Library-level building blocks for memory. You'd assemble something like the memory + brain pillars on top of these. Doesn't speak to discipline conventions or cost gates — that's outside their scope.

AutoGen · CrewAI · smol-agents
multi-agent orchestration

Solves how agents coordinate during a session. Agent OS is concerned with what survives between sessions. Complementary, not competing — wire either of these on top of the brain layer for multi-agent.

What's distinctive here: the tiered-memory + WORM-vault + fail-closed cost gate + local-model distiller + networked brain — assembled and disciplined as one architecture, with conventions that keep the agent honest. Each individual pillar has prior art. The integration is the point.

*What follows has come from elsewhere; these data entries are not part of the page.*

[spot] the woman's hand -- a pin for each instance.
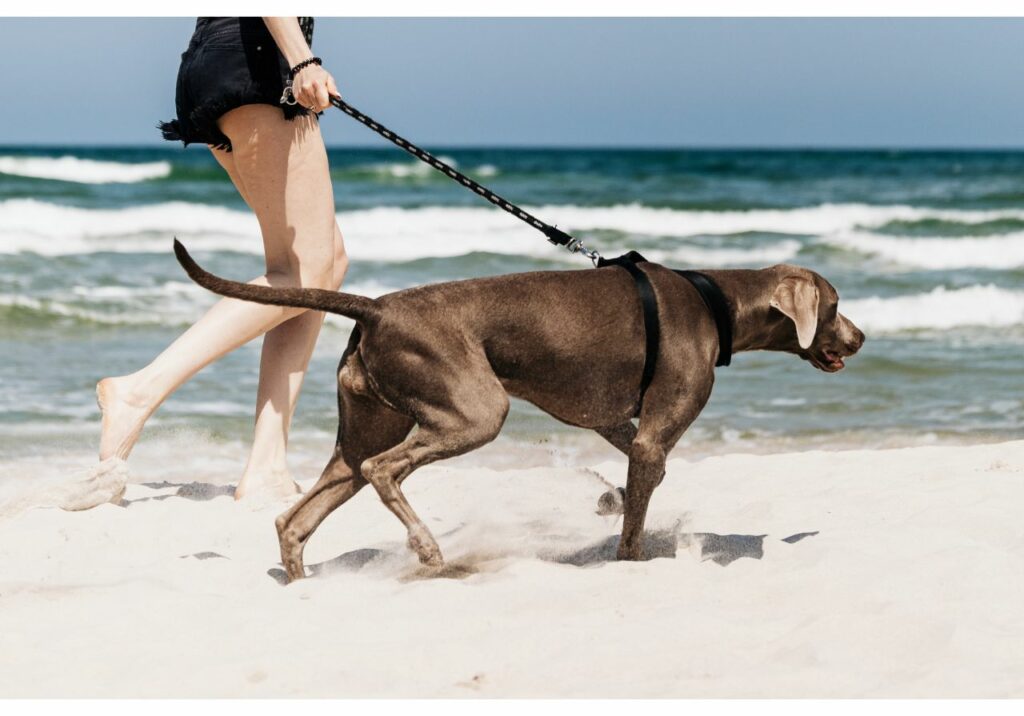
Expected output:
(312, 87)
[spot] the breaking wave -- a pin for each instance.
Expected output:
(84, 171)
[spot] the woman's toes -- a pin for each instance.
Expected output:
(123, 418)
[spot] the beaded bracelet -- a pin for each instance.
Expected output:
(304, 64)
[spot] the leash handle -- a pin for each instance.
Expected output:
(554, 235)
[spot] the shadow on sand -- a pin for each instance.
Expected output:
(721, 549)
(199, 492)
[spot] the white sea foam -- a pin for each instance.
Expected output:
(1006, 251)
(172, 303)
(398, 235)
(85, 171)
(767, 252)
(940, 308)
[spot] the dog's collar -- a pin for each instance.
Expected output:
(719, 307)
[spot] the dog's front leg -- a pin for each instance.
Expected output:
(660, 427)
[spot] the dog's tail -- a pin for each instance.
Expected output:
(358, 307)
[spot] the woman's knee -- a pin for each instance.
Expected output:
(340, 259)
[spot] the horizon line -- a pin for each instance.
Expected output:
(567, 146)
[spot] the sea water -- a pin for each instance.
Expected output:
(926, 249)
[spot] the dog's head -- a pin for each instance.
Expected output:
(806, 308)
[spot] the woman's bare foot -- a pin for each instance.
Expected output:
(261, 489)
(124, 415)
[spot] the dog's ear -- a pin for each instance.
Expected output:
(797, 297)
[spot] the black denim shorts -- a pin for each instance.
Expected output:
(229, 61)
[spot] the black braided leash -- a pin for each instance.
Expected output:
(710, 292)
(554, 235)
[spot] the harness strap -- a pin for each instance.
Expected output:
(715, 300)
(651, 325)
(711, 294)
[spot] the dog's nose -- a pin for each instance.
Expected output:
(858, 339)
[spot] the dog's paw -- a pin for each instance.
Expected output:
(612, 502)
(421, 542)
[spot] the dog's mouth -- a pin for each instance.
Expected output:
(827, 361)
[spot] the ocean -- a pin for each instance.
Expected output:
(926, 249)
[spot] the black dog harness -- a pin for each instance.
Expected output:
(710, 293)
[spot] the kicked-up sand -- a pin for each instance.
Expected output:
(875, 573)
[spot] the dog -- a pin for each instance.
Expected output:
(444, 357)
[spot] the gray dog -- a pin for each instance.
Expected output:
(445, 357)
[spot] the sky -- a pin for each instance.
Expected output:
(576, 82)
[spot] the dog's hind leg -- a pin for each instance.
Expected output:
(443, 433)
(621, 436)
(366, 428)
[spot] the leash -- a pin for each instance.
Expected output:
(710, 292)
(554, 235)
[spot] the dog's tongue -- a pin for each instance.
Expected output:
(835, 361)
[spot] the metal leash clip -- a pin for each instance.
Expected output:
(576, 247)
(288, 96)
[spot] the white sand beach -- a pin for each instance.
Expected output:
(886, 573)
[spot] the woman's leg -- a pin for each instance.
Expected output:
(285, 356)
(283, 168)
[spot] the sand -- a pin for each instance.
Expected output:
(894, 573)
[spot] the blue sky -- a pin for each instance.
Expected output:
(758, 82)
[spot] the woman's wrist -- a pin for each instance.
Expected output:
(299, 67)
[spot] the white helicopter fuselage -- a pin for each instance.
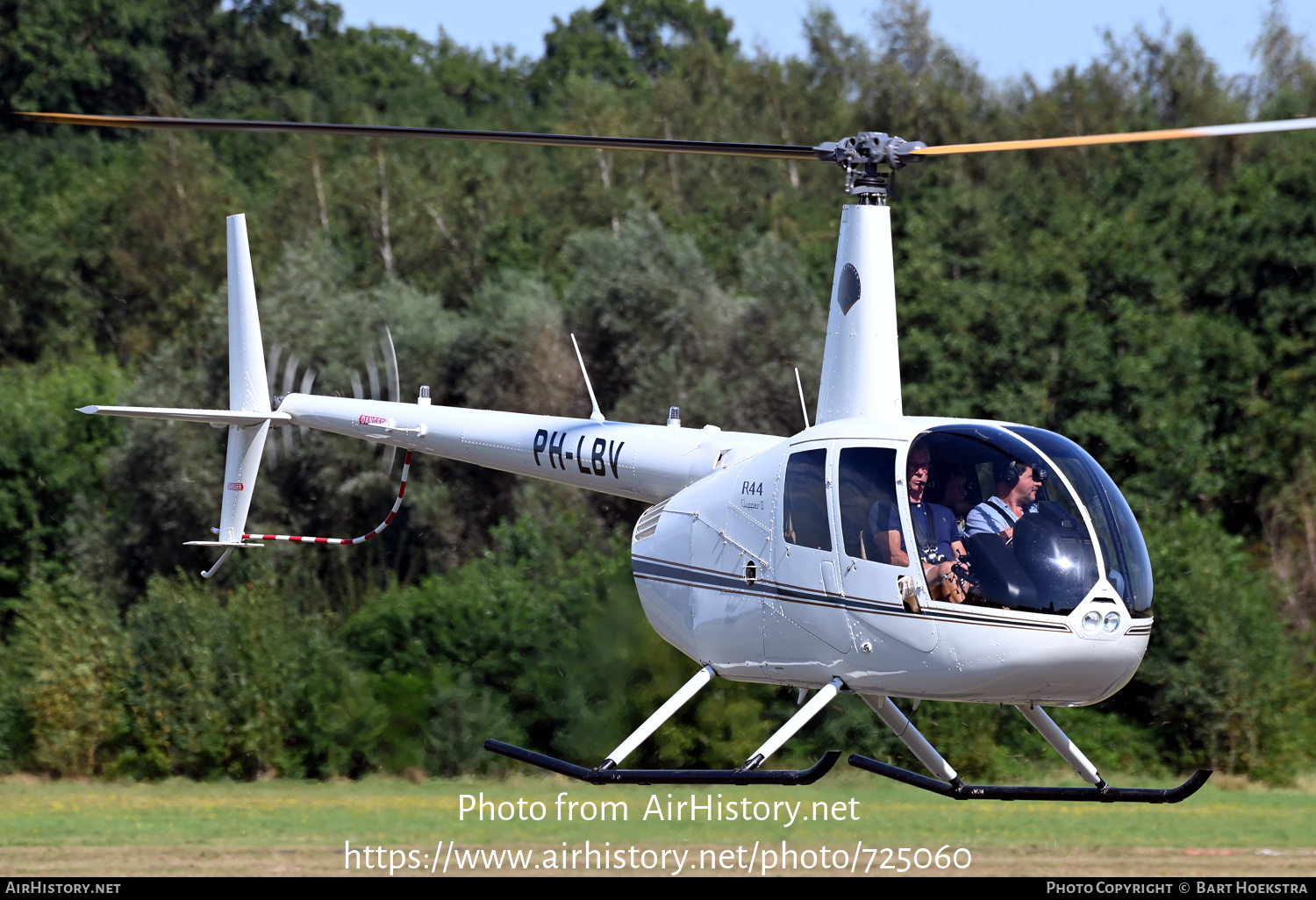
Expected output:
(719, 581)
(713, 565)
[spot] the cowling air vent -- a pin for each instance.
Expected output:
(647, 523)
(848, 291)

A note on which AI you're driving

The reference implementation was field-tested with Claude (Sonnet / Opus class) running inside GitHub Copilot Chat in VS Code. That combination shaped some of the conventions:

The /memories/ tier scopes (user / session / repo) match Copilot Chat's memory-tool surface. Other hosts expose memory differently — the pattern still applies, the file paths and load triggers may not.
MCP tool calling, the specific way read_file / grep_search / run_in_terminal compose, and the brain's HTTP/SSE bridge were tuned against Claude's tool-use behavior. Other models route through tools with different latency, different parallelism, and different willingness to read large context.
The cold-start protocol assumes the agent will actually read a 3KB brief instead of paraphrasing it. That's been more reliable with Claude than with smaller or earlier-generation models in the same harness.
Branding stamps, audit-trail discipline, and the fix-at-root reflex are conventions encoded in instruction files. They depend on the host honoring instruction files at all — which varies a lot across editors, models, and product versions.

Run the same architecture against a different agent and expect to retune. The pattern is portable; the specific cadence isn't. Treat anything in the reference scripts as a starting point, not a contract.